Case Managers Face Cultural Barriers When Working With Refugee Populations
Navigating healthcare causes confusion
EXECUTIVE SUMMARY
When working with refugee populations, case managers should be aware of cultural differences that greatly affect how these patients view disease and the American healthcare system.
- Scheduled appointments can mean something entirely different to some refugees, so they might miss crucial doctor visits.
- The underlying cause of diseases also can vary based on a person’s cultural understanding and background.
- The American obsession with news overload can contribute to an atmosphere of fear and distrust of refugees.
Many support services are available to refugee populations. They receive more help than other immigrants, but they also usually need more help — particularly in the form of case management.
Refugees often have suffered through violence and atrocities, which affect their mental health. They also might lack housing that is both safe and affordable. They might be settled in neighborhoods with high crime rates and without grocery stores or playgrounds. They have seen American television and know enough to be scared of potential violence. They often cannot drive and have difficulty understanding public transportation.
All of these are issues for their mental and physical health, but the biggest challenge is cultural.

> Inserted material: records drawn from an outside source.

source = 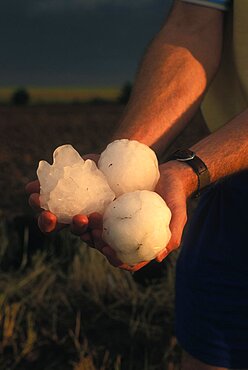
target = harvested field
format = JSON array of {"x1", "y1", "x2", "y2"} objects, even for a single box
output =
[
  {"x1": 0, "y1": 103, "x2": 209, "y2": 369},
  {"x1": 1, "y1": 104, "x2": 123, "y2": 218},
  {"x1": 0, "y1": 103, "x2": 208, "y2": 219}
]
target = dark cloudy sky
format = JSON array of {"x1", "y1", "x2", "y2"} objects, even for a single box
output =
[{"x1": 0, "y1": 0, "x2": 173, "y2": 87}]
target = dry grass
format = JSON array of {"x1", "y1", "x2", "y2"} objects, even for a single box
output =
[
  {"x1": 0, "y1": 104, "x2": 124, "y2": 218},
  {"x1": 0, "y1": 103, "x2": 209, "y2": 369},
  {"x1": 0, "y1": 224, "x2": 180, "y2": 370}
]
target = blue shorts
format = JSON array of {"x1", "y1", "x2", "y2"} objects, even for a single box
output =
[{"x1": 175, "y1": 171, "x2": 248, "y2": 368}]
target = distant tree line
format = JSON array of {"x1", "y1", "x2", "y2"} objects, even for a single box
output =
[
  {"x1": 9, "y1": 82, "x2": 132, "y2": 106},
  {"x1": 11, "y1": 88, "x2": 30, "y2": 106}
]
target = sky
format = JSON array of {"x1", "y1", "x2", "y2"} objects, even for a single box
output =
[{"x1": 0, "y1": 0, "x2": 173, "y2": 87}]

“There are organizations that can get refugees on track with where to go for healthcare, and some might take them to appointments,” says Marcia Carteret, MEd, director of intercultural communications for the Colorado Children’s Healthcare Access Program (CCHAP), and a senior instructor in the department of pediatrics at the University of Colorado School of Medicine in Denver.
Yet, there remain barriers outside of the logistics, access, and transportation, and the chief barrier among these is cultural. Refugees often do not have an experience framework that prepares them for America’s complex healthcare system.
“They do not understand how our healthcare system works,” Carteret says. “They have a lot of confusion around the different names and types of doctors and setting up appointments or even calling a doctor’s office.”
When a refugee who does not speak English or Spanish calls a doctor’s office and is routed to a phone tree that tells them to press one or two, they have no idea how to reach someone who can help them, she adds.
Another cultural conflict involves the concept of time. For refugees from low-income nations, their entire sense of time and scheduling is based on a premise that they’ll have to wait. If they make an appointment for 9 a.m. to see a doctor, that means — in their world view — that they’ll have to wait until 4 p.m. or later to actually see the doctor. So they will miss their U.S. doctors’ appointments because of this cultural confusion over what a clock time appointment really means, Carteret says.
“Basically, people’s sense of time is very much culturally based,” she says. “And our healthcare system is so time-focused with appointments that are 20 minutes apart, getting people in and out.”
What they most need is education about how the American healthcare system works, Carteret says.
“They need to know that it is very clock-time focused,” she says. “Case managers need to help them understand the idea of patient-centered care and patient engagement, a concept that is very foreign to people from other parts of the world.”
Refugees might expect doctors to be authorities who tell them what to do, and they do not grasp that they need to speak up for themselves and ask questions, Carteret says.
Another issue is health literacy, which is an enormous part of the challenge with immigrant and refugee populations, she says.
“People have very different expectations of physicians and very different concepts of illness causation,” she says. “In many parts of the world, there is no concept of chronic disease.”
Carteret has watched medical residents struggle to explain to parents and children about asthma and how the child has to take the medication even when the symptoms go away.
“Refugees think if the symptoms go away, the child is cured, so they quit the medication,” she explains. “Then when the child has an asthma attack and ends up in the emergency room, the parents think it’s an entirely new illness, and they don’t make any connection with the medication because they don’t understand chronic disease.”
People who come from some parts of the world, such as Latin America, might believe in susto — a disease believed to be caused by acute fright.
When someone becomes suddenly ill, they might believe the person’s disease is caused by a destabilizing event, such as witnessing a car accident, hearing a gun shot, or even seeing a barking dog.
“So they have a hard time communicating with a Western doctor, unless the doctor asks about susto,” Carteret says. “There is a whole litany of these culture-bound illnesses.”
There is another cultural issue that affects refugees, but also everyone else: media overload.
“We need to take a look at how people have an unprecedented access to media overload,” Carteret says. “Whether it’s Twitter or texting or whatever, it’s not helping us become more capable of critical thinking about these important issues like immigration.”
Refugees and immigrants suffer partly because of Americans’ misinformation and confusion about the issues. Constant online news feeds contribute to this confusion, she says.
“Refugees are trying to gain a sense of themselves, trying to become new Americans in these times,” Carteret adds. “I think there truly is a disconnect from the history of the founding of our country; we’re all from immigrant backgrounds unless we’re Native Americans.”
When working with refugee populations, case managers should be aware of cultural differences that greatly affect how these patients view disease and the American healthcare system.